Although the film focuses entirely on Mengele as a person, it paints a devastating picture of German society—or rather, its ruling elites. They have as little sense of wrongdoing as Mengele himself.

A key scene in the film is Mengele’s historically documented visit to his family in Günzburg in 1956. The German embassy in Argentina had issued him a passport in his real name, which allowed him to enter the country unmolested.

During a family dinner served by four liveried servants, the staunchly conservative family patriarch (played by Burghart Klaußner) and one of Josef Mengele’s brothers try to convince him to stay in Germany.

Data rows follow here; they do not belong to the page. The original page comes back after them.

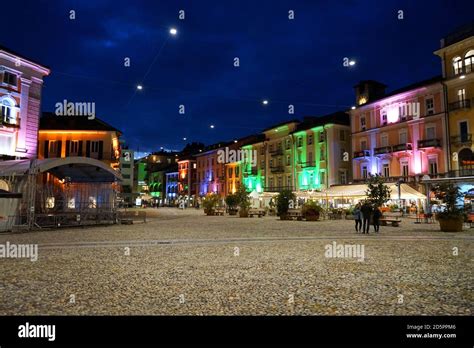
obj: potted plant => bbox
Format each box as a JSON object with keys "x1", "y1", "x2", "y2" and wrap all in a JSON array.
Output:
[
  {"x1": 235, "y1": 184, "x2": 251, "y2": 217},
  {"x1": 302, "y1": 200, "x2": 323, "y2": 221},
  {"x1": 432, "y1": 183, "x2": 464, "y2": 232},
  {"x1": 276, "y1": 190, "x2": 296, "y2": 220},
  {"x1": 225, "y1": 194, "x2": 239, "y2": 215},
  {"x1": 202, "y1": 193, "x2": 219, "y2": 215}
]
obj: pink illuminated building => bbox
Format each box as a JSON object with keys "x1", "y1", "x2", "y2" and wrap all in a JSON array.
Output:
[
  {"x1": 351, "y1": 77, "x2": 449, "y2": 189},
  {"x1": 0, "y1": 46, "x2": 50, "y2": 160}
]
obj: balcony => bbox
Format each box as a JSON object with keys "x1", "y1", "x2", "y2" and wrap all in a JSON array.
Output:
[
  {"x1": 354, "y1": 150, "x2": 370, "y2": 158},
  {"x1": 263, "y1": 186, "x2": 294, "y2": 192},
  {"x1": 270, "y1": 148, "x2": 283, "y2": 156},
  {"x1": 418, "y1": 139, "x2": 441, "y2": 149},
  {"x1": 392, "y1": 143, "x2": 413, "y2": 152},
  {"x1": 451, "y1": 133, "x2": 472, "y2": 146},
  {"x1": 270, "y1": 166, "x2": 285, "y2": 173},
  {"x1": 449, "y1": 99, "x2": 471, "y2": 111},
  {"x1": 374, "y1": 146, "x2": 392, "y2": 155},
  {"x1": 298, "y1": 161, "x2": 316, "y2": 168}
]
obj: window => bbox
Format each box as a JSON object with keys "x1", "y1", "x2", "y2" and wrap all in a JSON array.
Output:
[
  {"x1": 453, "y1": 57, "x2": 462, "y2": 75},
  {"x1": 425, "y1": 98, "x2": 434, "y2": 115},
  {"x1": 381, "y1": 109, "x2": 387, "y2": 126},
  {"x1": 380, "y1": 134, "x2": 388, "y2": 146},
  {"x1": 319, "y1": 171, "x2": 326, "y2": 185},
  {"x1": 398, "y1": 129, "x2": 408, "y2": 144},
  {"x1": 425, "y1": 126, "x2": 436, "y2": 140},
  {"x1": 91, "y1": 141, "x2": 99, "y2": 153},
  {"x1": 428, "y1": 157, "x2": 438, "y2": 174},
  {"x1": 361, "y1": 166, "x2": 368, "y2": 179},
  {"x1": 319, "y1": 146, "x2": 326, "y2": 161},
  {"x1": 400, "y1": 161, "x2": 409, "y2": 178},
  {"x1": 3, "y1": 71, "x2": 17, "y2": 87},
  {"x1": 459, "y1": 121, "x2": 469, "y2": 143},
  {"x1": 1, "y1": 99, "x2": 17, "y2": 124},
  {"x1": 464, "y1": 50, "x2": 474, "y2": 74},
  {"x1": 360, "y1": 116, "x2": 366, "y2": 131},
  {"x1": 339, "y1": 170, "x2": 347, "y2": 185},
  {"x1": 69, "y1": 140, "x2": 78, "y2": 154},
  {"x1": 382, "y1": 163, "x2": 390, "y2": 178},
  {"x1": 339, "y1": 129, "x2": 346, "y2": 141}
]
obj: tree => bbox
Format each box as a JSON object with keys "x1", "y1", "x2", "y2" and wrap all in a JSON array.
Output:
[
  {"x1": 365, "y1": 174, "x2": 390, "y2": 207},
  {"x1": 276, "y1": 190, "x2": 296, "y2": 220}
]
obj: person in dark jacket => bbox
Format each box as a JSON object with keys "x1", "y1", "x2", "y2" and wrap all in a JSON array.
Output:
[
  {"x1": 353, "y1": 203, "x2": 362, "y2": 233},
  {"x1": 373, "y1": 207, "x2": 382, "y2": 233},
  {"x1": 360, "y1": 202, "x2": 372, "y2": 234}
]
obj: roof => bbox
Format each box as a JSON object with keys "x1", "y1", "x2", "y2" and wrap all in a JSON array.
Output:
[
  {"x1": 358, "y1": 75, "x2": 443, "y2": 108},
  {"x1": 262, "y1": 119, "x2": 300, "y2": 133},
  {"x1": 0, "y1": 157, "x2": 122, "y2": 182},
  {"x1": 0, "y1": 45, "x2": 51, "y2": 70},
  {"x1": 441, "y1": 21, "x2": 474, "y2": 48},
  {"x1": 39, "y1": 112, "x2": 122, "y2": 134},
  {"x1": 295, "y1": 111, "x2": 350, "y2": 132}
]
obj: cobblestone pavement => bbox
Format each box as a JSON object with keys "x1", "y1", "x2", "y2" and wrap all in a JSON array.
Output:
[{"x1": 0, "y1": 209, "x2": 474, "y2": 315}]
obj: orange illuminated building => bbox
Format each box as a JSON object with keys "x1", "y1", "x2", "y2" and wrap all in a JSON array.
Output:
[{"x1": 38, "y1": 113, "x2": 122, "y2": 169}]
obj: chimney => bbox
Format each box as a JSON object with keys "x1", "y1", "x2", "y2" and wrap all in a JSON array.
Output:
[{"x1": 354, "y1": 80, "x2": 387, "y2": 106}]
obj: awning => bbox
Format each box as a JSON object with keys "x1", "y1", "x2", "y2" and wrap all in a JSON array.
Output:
[
  {"x1": 319, "y1": 184, "x2": 426, "y2": 200},
  {"x1": 0, "y1": 157, "x2": 122, "y2": 182}
]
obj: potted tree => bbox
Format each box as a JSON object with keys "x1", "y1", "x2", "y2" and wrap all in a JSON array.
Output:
[
  {"x1": 276, "y1": 190, "x2": 296, "y2": 220},
  {"x1": 202, "y1": 193, "x2": 219, "y2": 216},
  {"x1": 225, "y1": 194, "x2": 239, "y2": 215},
  {"x1": 303, "y1": 200, "x2": 323, "y2": 221},
  {"x1": 432, "y1": 183, "x2": 464, "y2": 232},
  {"x1": 235, "y1": 184, "x2": 251, "y2": 217}
]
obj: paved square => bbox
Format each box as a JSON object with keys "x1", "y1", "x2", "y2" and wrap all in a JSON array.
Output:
[{"x1": 0, "y1": 208, "x2": 474, "y2": 315}]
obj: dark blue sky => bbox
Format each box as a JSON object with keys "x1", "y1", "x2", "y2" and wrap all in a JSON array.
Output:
[{"x1": 0, "y1": 0, "x2": 474, "y2": 151}]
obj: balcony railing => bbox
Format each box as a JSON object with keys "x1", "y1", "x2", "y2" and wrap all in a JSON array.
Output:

As the largest employer and patron of the city, there was nothing to fear in Günzburg, and as far as the federal government was concerned, Adenauer’s Minister of the Chancellery, Globke, co-author of the Nuremberg Race Laws, had himself contributed to the segregation of the Jews. There, too, there was no interest in taking action against Josef Mengele. But he considered the risk too high and travelled back to Argentina.

Rolf Mengele (Maximilian Meyer-Bretschneider) with his father in 1977 [Photo by Lupa Film, CG Cinema, Hype Studios]

Another key event that the film returns to several times is the visit of Mengele’s adult son Rolf to his father two years before his death. Rolf is a typical child of the post-war generation—long hair, jeans and liberal views. He travelled to see his father secretly because his family asked him to. Now he wants to know whether Mengele really did what he is accused of doing in Auschwitz. But he gets no answer. Mengele evades the question, accuses Rolf of falling for Jewish propaganda, agitates him with Nazi propaganda and demands that he cut his hair before he will talk to him seriously.

After this first clash with his son, Mengele’s thoughts wander back to Auschwitz. These scenes, shot in the style of an amateur film, are the only ones in the film that are in colour. It was apparently the happiest time of Mengele’s life. We see him flirting with his first wife at a swimming lake— and we see him selecting people at the ramp and carrying out his human experiments. The scenes are difficult to watch.

Rolf repeatedly tries to find out the truth. In the end, his father throws him out. Nevertheless, he says goodbye with a hug the next day.

The film paints an impressive picture of Mengele as an incorrigible Nazi and his entourage, who protect and support him. However, what conclusions should we draw? The film gives no answer, not even a hint. As one reviewer put it: “Kirill Serebrennikov’s film does not provide any easy answers; it stirs, disturbs and asks uncomfortable questions about history, entanglement and responsibility.”

This is no small thing. At a time when right-wingers and fascists are on the rise again in numerous countries—from the USA to Italy and France to Germany—these questions are important. Both the lead actor, August Diehl, and the director, Kirill Serebrennikov, have emphasised the film’s current relevance.

At a press conference, Diehl explained that Mengele was no exception: “These are people who spring up like mushrooms in a certain system, in war situations, in dictatorships, because they are suddenly needed. A dictatorship needs psychopaths. They suddenly get completely normal jobs, for example as police officers or doctors. And that’s the case everywhere, even today.”

Diehl continued: “I think that in a healthier society, these people would not rise so high. In a sick society, on the other hand, they rise very high. That was also a very important insight for me: these systems still exist in our world. The situation is really terrible at the moment, which may also have something to do with the fact that a certain culture of remembrance is not being cultivated, that we are forgetting these people, forgetting these phenomena, that things are actually repeating themselves …”

Diehl makes an important point here. Society is indeed sick. The reason, however, is not simply the lack of a culture of remembrance, but the capitalist basis of society. Eighty years after the end of the Second World War, Germany’s ruling class is once again preparing for war against Russia, while historians revise German history to justify fascism. The film deserves a wide audience.